Come si noterà, le analogie tra il sistema leibniziano e la dottrina del microcosmo – macrocosmo
rinascimentale sono assai marcate. Per Leibniz ogni monade è un soggetto che è un microcosmo,
capace di rappresentare (secondo le sue potenzialità, dal suo punto di vista) il macrocosmo, ovvero
l’insieme delle altre monadi.
Esempio 6 – Una ulteriore utile analogia può provenire dalla matematica cartesiana, ovvero dalla
geometria analitica. Come tutti sanno, nella geometria analitica ciascun punto dello spazio euclideo può
essere perfettamente individuato attraverso tre coordinate (x, y, z); naturalmente le coordinate hanno un
senso in quanto è stata fissata una origine degli assi e in quanto l’origine viene mantenuta costante.
Possiamo immaginare (si tratta solo di una analogia!) le monadi come delle menti geometriche
ognuna delle quali possieda dentro di sé un sistema autonomo di assi cartesiani (con tanto di origine).
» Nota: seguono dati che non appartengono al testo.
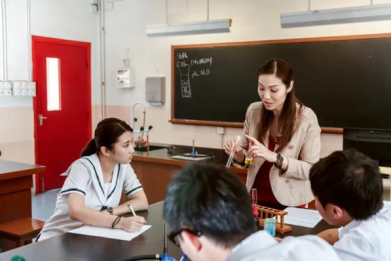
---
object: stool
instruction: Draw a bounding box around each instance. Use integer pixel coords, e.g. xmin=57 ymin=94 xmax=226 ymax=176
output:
xmin=0 ymin=218 xmax=45 ymax=247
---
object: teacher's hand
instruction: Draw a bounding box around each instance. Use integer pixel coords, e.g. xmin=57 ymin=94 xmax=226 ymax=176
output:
xmin=246 ymin=135 xmax=277 ymax=163
xmin=224 ymin=139 xmax=244 ymax=162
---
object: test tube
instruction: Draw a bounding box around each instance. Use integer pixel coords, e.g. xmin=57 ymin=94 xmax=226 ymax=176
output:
xmin=251 ymin=188 xmax=258 ymax=205
xmin=244 ymin=142 xmax=254 ymax=165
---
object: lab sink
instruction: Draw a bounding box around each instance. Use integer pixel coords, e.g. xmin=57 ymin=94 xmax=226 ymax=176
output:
xmin=134 ymin=145 xmax=167 ymax=152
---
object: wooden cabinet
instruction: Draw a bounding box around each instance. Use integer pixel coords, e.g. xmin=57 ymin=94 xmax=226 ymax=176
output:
xmin=0 ymin=161 xmax=46 ymax=224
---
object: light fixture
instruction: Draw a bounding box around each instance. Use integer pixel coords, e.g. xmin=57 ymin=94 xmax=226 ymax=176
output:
xmin=145 ymin=0 xmax=232 ymax=37
xmin=280 ymin=1 xmax=391 ymax=28
xmin=145 ymin=19 xmax=232 ymax=36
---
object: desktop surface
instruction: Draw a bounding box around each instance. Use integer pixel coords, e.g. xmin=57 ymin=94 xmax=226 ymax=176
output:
xmin=0 ymin=202 xmax=330 ymax=261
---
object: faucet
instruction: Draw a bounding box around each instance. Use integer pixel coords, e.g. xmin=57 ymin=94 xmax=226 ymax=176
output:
xmin=130 ymin=102 xmax=147 ymax=147
xmin=130 ymin=102 xmax=147 ymax=131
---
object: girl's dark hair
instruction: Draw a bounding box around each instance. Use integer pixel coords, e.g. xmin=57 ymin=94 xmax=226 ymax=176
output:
xmin=81 ymin=118 xmax=133 ymax=157
xmin=258 ymin=59 xmax=303 ymax=152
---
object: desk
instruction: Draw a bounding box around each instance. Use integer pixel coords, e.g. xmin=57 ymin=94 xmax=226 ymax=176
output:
xmin=0 ymin=202 xmax=330 ymax=261
xmin=131 ymin=143 xmax=247 ymax=204
xmin=0 ymin=160 xmax=46 ymax=224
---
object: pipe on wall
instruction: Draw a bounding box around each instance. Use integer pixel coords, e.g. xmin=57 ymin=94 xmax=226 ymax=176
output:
xmin=1 ymin=0 xmax=8 ymax=81
xmin=99 ymin=0 xmax=106 ymax=119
Questo significa che ogni monade, sulla base del proprio specifico sistema cartesiano, sarà in grado di
individuare e nominare (rappresentare), con il suo sistema di coordinate, tutti i punti del proprio
spazio. Questa rappresentazione sarà però caratteristica solo di quella monade. Un’altra monade
avrebbe, dentro di sé, un altro suo specifico sistema di coordinate, ovvero un altro specifico punto di
vista, irriducibile al precedente, con cui rappresentare tutti i punti dello spazio.
Due monadi diverse, in altri termini, saranno portatrici di due diversi sistemi di coordinate, per cui
ciascuna monade potrà rappresentarsi i punti dello spazio a suo modo, con una serie più o meno ampia
di differenze rispetto alle altre. Estendendo il ragionamento a tutte le infinite monadi, avremo che esse
possiederanno altrettanti infiniti sistemi di coordinate. Uno stesso punto (che sarà dunque una monade
anch’esso) dunque, sarà rappresentato in modi infinitamente diversi, dalle infinite monadi. La realtà di
Leibniz è fatta di un infinito intreccio di rappresentazioni reciproche che avvengono esclusivamente
dentro alle monadi, che sono puri punti logici senza dimensioni.